The previous description of the disclosed embodiments is provided to enable any person skilled in the art to make or use the present invention. Various modifications to these embodiments will be readily apparent to those skilled in the art, and the generic principles defined herein may be applied to other embodiments without departing from the spirit or scope of the invention. Thus, the present invention is not intended to be limited to the embodiments shown herein but is to be accorded the widest scope consistent with the principles and novel features disclosed herein.

Claims

1. An internal organ feature coding method based on face image multi-stage relation learning is characterized by comprising the following steps:

step 2, data processing: after the face image is subjected to data amplification, the R, G, B three channels are respectively subjected to normalization and standardization processing to obtain a training set D_tr＝{(x_n，y_n)，n＝1...N}，x_n∈X，y_n∈ Y, wherein X is the processed face image sample set, and Y is the label set;

step 3, constructing a multi-stage relation learning network model: and simultaneously performing supervised learning of two subtask branches on the face image sample set by using the visceral organ label and the organ feature label to embed prior guiding knowledge of the visceral features, and finally obtaining the visceral feature code embedded with the prior knowledge.

2. The method for encoding internal organ characteristics based on the multi-stage relationship learning of the face image according to the claim 1, wherein in the step 1, the internal organ labels comprise large intestine, gallbladder, lung, liver, bladder, spleen, kidney, stomach, small intestine, heart, and unknown; organ characteristic labels include qi deficiency, blood deficiency, yin deficiency, yang deficiency, qi stagnation, blood stasis, phlegm, wind, heat, cold, dryness, dampness, and unknown.

3. The method as claimed in claim 1, wherein the step 2 of data augmentation comprises scaling the face image to 256 x 256 size, randomly cutting out 224 x 224 size image from the scaled image, and randomly horizontally flipping the cut image for data augmentation.

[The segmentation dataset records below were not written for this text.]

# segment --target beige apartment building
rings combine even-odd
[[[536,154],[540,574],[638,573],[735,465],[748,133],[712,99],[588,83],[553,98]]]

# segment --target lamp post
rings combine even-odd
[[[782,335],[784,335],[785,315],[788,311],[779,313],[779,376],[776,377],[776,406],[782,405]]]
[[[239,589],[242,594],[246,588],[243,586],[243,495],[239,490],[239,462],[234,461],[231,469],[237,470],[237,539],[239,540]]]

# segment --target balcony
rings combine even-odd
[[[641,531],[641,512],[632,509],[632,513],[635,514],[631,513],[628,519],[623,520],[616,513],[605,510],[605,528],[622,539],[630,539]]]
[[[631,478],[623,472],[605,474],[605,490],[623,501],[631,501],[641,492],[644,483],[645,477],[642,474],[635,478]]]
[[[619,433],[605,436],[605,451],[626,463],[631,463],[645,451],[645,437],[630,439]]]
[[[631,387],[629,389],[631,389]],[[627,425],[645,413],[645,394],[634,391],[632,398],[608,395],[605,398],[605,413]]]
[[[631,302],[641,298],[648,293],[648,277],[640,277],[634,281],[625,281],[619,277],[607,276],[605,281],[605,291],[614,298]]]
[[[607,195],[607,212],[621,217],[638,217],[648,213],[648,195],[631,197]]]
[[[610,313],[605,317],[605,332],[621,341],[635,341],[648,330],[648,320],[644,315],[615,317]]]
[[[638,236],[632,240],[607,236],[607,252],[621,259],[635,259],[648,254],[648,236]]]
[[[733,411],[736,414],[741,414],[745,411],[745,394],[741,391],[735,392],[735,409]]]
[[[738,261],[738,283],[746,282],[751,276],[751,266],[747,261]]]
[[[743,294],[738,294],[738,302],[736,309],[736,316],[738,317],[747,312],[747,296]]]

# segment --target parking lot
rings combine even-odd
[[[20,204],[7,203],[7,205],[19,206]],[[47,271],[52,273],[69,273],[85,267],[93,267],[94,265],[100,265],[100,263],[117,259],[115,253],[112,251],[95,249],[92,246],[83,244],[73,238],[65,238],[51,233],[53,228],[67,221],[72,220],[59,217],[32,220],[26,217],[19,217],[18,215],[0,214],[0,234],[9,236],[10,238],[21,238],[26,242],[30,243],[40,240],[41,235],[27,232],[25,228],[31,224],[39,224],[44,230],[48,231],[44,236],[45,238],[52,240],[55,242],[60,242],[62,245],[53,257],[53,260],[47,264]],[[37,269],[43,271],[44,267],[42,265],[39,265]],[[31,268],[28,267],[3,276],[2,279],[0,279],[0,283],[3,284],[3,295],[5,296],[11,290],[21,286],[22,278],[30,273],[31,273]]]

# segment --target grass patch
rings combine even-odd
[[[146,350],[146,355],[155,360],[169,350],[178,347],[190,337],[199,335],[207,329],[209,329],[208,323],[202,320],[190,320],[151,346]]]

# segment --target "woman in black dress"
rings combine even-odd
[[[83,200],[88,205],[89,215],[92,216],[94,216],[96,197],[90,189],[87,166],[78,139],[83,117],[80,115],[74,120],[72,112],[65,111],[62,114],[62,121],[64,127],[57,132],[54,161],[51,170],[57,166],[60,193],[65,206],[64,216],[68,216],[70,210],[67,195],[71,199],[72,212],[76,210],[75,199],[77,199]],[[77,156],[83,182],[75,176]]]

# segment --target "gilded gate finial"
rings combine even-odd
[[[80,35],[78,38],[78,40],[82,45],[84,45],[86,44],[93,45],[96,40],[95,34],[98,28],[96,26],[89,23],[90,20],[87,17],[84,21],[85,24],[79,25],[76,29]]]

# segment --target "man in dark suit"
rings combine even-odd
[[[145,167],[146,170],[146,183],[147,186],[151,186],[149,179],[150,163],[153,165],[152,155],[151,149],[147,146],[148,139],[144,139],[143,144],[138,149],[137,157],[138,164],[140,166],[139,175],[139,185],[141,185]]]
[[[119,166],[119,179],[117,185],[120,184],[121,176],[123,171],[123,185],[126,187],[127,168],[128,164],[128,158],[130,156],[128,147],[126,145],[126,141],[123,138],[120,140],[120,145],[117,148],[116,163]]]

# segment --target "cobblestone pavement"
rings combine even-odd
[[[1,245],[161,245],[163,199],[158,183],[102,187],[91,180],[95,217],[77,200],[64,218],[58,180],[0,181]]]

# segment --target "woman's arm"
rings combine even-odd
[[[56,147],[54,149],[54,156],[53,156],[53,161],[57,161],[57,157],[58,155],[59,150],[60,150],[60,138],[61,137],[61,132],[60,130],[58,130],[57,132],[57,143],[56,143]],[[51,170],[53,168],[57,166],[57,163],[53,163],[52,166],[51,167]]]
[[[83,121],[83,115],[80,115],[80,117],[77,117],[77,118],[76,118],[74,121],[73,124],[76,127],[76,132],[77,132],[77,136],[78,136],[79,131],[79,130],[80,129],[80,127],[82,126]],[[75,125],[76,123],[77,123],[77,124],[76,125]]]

4. The internal organ feature coding method based on face image multi-stage relation learning according to claim 1, wherein the step 3 comprises:

And

5. The method for encoding internal organ features based on multi-stage relationship learning of face images as claimed in claim 4, wherein the step 32 specifically comprises:

step 321, modeling internal organs, using the common features extracted from the main network as the input of nodes corresponding to each time step of DSM of a task related layer, wherein the nodes of each time step correspond to a task branch which is respectively two tasks of the internal organs and the organ features, and the number of the tasks is the number of the time steps;

Is shown as

Wherein the content of the first and second substances,

wherein M is and

mask M-Bernoulli (r) with uniform size_s)，

And D_hIs the feature dimension of the hidden-state feature,

Output branched from organ characteristics

Wherein

Common characteristic of input and hidden state of last time step

With probability r_sInfluence.

6. The internal organ feature coding method based on multi-stage relation learning of face images as claimed in claim 4, wherein the step 3 further comprises a process of constructing a semantic canonical loss function:

To know

Respectively representing the recognition results of the models on the internal organs and the organ characteristics;

Output/tag pairs for each branch

step 36, calculating the loss L^totalAnd (4) performing back propagation, adjusting parameters of the model, and finally embedding the prior knowledge of the internal organs and the organ characteristics into the internal organ characteristic code to obtain a final internal organ characteristic coding model.